The benefits of Lou’s change soon started to outweigh the discomfort of its disruption.
Why we sometimes find the change we craved hard
It’s worth remembering that it is completely normal to feel out of sorts even after the most carefully planned and desired change. This is because all change requires a period of integration. The more that a change impacts your routines, your sense of self, your roles, and your assumptions, the longer it will take to feel fully comfortable again.
It’s also normal that a particular change for one person could be hugely challenging, yet that someone else might take the same change in their stride. And there are a lot of reasons why this may be the case.
The pre-emptive part of change – the contemplation, the doing to make things happen, the preoccupation with what might be, is exciting and consuming. Immediately post change is a disruptive and vulnerable time. The change you made may be impacting many aspects of your life making you feel unsettled and in need of anchoring your habits, your self-concept, and your assumptions. But you will start to integrate the change into the pattern of your life, and to adapt to accommodate the change.**
But the main answer to “I don’t know why I always do this” is “because you are a human”.
What you can do to make change and transitions more comfortable
The key, after any change, is to be gentle with yourself.
While it may not be possible to make transitions smoother, you can and should recognise that you may need additional support when you are making changes and for a while after those changes have occurred. So do employ some of the following strategies:
· plan to lean on your social network
· be compassionate towards yourself and do the things that help you to relax and feel at ease
· try to take a balanced view of what is going well even if you feel that everything is going badly
· do the things that keep you grounded in who you are: keep up with hobbies and interests
· talk to trusted intimates (friends, family or partners) when things are bothering you
· modify your daily habits and routines in ways that support your comfort and wellbeing
· acknowledge the steps you have already taken and how courageous you have been
· remind yourself that once your new situation becomes familiar it will become comfortable
Summary: successful change, including elected/ chosen change, has a predictable and necessary pattern to it. It has a beginning (excitement, preoccupation) a middle (vulnerability, disruption, discomfort) and an end (integration).
It is a normal reaction to major life transitions to feel out of sorts for a while, however much the change coheres with who you are and what you want. The benefit of a chosen change is that you can rehearse and plan for the change to make the transition less jarring.
Click on one of the posts below for more on how change works.

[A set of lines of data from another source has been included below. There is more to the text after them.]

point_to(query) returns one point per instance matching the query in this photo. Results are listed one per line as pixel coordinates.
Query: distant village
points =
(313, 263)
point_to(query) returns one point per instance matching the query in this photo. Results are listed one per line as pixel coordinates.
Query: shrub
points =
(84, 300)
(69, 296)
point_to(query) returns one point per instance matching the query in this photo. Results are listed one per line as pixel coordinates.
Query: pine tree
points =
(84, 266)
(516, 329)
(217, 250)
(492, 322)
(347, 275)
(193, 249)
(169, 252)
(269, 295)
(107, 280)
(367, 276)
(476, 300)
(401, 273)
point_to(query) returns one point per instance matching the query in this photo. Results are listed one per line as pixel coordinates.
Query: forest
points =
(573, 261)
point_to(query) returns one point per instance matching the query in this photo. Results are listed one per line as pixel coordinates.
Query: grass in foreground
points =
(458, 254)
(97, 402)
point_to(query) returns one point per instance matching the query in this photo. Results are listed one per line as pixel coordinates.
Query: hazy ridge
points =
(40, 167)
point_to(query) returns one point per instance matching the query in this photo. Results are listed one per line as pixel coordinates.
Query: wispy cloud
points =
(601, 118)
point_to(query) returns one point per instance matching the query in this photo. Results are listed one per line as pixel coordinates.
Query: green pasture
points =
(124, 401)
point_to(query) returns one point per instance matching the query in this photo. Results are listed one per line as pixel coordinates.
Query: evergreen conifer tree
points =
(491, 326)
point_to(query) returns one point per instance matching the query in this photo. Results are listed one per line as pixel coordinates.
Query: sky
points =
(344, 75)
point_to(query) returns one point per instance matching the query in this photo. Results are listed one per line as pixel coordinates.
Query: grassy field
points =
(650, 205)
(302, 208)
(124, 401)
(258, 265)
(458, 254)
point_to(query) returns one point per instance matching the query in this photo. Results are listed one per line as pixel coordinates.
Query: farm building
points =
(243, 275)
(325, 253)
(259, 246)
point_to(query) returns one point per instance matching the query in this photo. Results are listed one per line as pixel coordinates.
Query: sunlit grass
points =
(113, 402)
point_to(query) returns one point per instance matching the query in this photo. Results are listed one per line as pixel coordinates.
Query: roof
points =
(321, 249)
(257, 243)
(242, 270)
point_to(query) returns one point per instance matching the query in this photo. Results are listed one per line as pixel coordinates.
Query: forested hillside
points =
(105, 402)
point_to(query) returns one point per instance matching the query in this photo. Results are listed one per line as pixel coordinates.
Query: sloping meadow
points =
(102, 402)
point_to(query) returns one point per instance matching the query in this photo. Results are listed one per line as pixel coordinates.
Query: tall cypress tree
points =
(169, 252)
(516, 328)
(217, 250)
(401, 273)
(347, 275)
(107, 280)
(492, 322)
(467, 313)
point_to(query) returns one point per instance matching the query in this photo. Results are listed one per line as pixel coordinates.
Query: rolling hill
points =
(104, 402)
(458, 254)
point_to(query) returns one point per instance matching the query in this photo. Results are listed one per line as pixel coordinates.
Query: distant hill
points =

If you are interested in reading more about life transitions Nancy Schlossberg, a former professor of counselling psychology writes beautifully clear self-help books and articles on the topic of life changes. Find her here: I particularly enjoyed Overwhelmed, 2nd Edition: Coping with Life’s Ups and Downs, 2007 which offers a simple over-view of transition, why it can be challenging and how to cope.
While books can be helpful, there is nothing quite like working with a coach to get to understand your particular situation and devise a change plan that is right for you. If you are interested in finding out more about coaching with me, book a free twenty-minute chemistry call by e-mailing firstname.lastname@example.org.
*It can be tempting to think that simply leaving a job will solve a problem, but this is always risky, so it requires careful forethought and consideration.
**As a side note and in-keeping with the current shared experiences of millions of us, a pandemic and all the measures that we have to take to keep each other safe, is a particularly challenging time to make changes in our lives, because usual support systems, habits and assumptions about the world are compromised.